The Urban Affairs Coalition works with nonprofits of all sizes to improve the quality of life through sponsorships, shared services, program development, and capacity building, but there are still challenges it and other charities led by people of color face. Not only do they receive less revenue, but more strings are usually attached to that funding, even with leaders from the same educational backgrounds as their white-led counterparts, Matlock-Turner said.

“It has to do with traditional segregation and separation of many of us by class, by community, but it also is about a sense that there’s no knowledge of what is happening and how many organizations are available and doing really terrific work in communities,” Matlock-Turner said. “If you take a look at the foundation community, they tended to give dollars to organizations that they knew or created those foundations with their family members or people who were of their class, and it is wonderful, but it meant those who were wealthy controlled the money and how it was distributed.”

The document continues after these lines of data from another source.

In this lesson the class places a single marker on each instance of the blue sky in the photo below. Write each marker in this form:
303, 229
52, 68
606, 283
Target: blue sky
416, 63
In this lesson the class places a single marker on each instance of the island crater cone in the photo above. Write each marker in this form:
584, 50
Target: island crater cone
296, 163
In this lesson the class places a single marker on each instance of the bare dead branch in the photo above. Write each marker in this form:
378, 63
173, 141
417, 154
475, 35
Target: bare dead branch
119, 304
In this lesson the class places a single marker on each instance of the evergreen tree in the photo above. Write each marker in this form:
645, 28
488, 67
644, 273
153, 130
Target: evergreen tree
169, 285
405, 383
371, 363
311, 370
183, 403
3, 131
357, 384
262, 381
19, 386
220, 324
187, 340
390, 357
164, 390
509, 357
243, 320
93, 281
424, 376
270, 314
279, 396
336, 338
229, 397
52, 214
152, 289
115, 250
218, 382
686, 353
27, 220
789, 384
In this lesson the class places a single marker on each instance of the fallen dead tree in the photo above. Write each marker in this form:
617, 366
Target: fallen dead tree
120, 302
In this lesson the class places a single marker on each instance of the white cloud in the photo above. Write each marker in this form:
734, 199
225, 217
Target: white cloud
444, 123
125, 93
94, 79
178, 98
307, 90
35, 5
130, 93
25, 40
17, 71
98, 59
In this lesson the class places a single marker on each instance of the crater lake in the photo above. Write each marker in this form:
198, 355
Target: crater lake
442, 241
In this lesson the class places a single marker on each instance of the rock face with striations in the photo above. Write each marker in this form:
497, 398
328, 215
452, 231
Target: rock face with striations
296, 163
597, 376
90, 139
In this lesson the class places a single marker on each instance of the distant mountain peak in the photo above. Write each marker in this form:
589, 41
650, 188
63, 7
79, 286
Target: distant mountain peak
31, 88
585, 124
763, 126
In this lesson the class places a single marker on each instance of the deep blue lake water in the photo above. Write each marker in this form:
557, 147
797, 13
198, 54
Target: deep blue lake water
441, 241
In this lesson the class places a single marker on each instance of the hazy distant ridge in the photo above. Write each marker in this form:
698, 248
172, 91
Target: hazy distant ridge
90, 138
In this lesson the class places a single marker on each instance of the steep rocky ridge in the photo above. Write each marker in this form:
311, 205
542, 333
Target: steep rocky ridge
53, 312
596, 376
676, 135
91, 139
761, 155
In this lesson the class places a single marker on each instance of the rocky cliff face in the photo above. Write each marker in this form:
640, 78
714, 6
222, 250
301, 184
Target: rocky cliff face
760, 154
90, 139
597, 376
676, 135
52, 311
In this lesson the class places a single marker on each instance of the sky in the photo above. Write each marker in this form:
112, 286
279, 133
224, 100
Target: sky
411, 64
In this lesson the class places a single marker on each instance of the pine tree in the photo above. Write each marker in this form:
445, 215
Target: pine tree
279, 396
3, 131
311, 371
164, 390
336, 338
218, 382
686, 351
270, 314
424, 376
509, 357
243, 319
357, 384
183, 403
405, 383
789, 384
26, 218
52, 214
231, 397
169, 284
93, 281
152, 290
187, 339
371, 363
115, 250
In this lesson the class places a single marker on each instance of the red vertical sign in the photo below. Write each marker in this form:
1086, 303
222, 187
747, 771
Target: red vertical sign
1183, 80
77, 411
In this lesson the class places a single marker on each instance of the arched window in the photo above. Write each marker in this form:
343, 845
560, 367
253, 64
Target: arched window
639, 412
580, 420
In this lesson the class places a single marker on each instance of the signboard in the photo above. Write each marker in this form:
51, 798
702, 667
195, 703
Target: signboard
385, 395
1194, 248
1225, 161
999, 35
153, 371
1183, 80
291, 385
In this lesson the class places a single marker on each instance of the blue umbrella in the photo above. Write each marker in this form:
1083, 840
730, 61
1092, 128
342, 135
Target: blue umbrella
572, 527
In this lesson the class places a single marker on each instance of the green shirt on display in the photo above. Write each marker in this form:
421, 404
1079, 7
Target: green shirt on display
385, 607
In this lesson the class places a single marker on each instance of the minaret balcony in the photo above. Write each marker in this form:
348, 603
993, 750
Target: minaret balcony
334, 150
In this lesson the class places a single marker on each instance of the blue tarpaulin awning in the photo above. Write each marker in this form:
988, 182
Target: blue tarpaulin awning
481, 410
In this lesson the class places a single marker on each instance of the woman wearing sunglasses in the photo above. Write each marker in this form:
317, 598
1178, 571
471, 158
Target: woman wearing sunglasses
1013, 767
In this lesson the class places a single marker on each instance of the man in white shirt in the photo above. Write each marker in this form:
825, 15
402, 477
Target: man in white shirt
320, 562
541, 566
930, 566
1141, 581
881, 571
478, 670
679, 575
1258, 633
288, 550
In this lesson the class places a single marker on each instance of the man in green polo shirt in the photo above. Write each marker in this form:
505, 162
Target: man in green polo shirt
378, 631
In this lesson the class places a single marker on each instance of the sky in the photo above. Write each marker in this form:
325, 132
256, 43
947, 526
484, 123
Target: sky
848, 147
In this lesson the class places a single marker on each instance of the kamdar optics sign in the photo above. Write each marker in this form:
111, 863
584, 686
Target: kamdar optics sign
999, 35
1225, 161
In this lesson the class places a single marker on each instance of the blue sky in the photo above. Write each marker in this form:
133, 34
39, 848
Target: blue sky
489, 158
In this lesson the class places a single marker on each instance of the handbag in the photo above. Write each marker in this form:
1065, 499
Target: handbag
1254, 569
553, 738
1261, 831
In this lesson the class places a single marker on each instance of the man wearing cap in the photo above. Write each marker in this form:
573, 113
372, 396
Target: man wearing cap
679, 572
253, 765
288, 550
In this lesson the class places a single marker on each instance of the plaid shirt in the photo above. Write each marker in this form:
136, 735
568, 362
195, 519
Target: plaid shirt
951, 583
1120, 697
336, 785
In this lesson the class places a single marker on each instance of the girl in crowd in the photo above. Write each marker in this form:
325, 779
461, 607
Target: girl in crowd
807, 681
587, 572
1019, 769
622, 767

Another challenge that charities led by people of color face is the lack of diversity among board members. According to a 2020 report by Exponent Philanthropy, 74% of participating foundations had no board members of color, and 78% had no staff members of color. This issue is something both Urban Affairs Coalition and the Urban League are aware of and are working on.

“If you’re talking about improving educational outcomes in communities of color, you can’t do that without involving the people who are actually living in those communities, who really understand the problem and also have some great ideas,” Matlock-Turner said.

Three images show a young man standing beside a woman in front of a display as they talk, a young man standing beside a woman as they smile, and a young woman standing beside a woman as they smile ahead.
The Urban Affairs Coalition, which started in 1968, is led by Sharmain Matlock-Turner and works with nonprofits of all sizes to improve the quality of life through sponsorships, shared services, program development, and capacity building.
Photo: Urban Affairs Coalition

How to help

When it comes to adding an equity lens to personal charitable giving and service, Renner, Flake Johnson, and Matlock-Turner recommend looking at causes you want to support and understanding the work charities, especially ones led by or serving people of color, do and the challenges they face. Then try to engage with them through volunteerism, board service, advocacy, and renewable giving.

“A lot of people say, ‘I’m giving. I’m giving,’ but we know that, unfortunately, we are not as connected as a country, as citizens, and communities as we should be,” Matlock-Turner said. “We don’t often go to the same churches or live in the same places or go to the same schools. Take a look at if you’re just giving in your world, and can you expand that world and network, both as a volunteer and as a donor? Make the change. Make the difference.”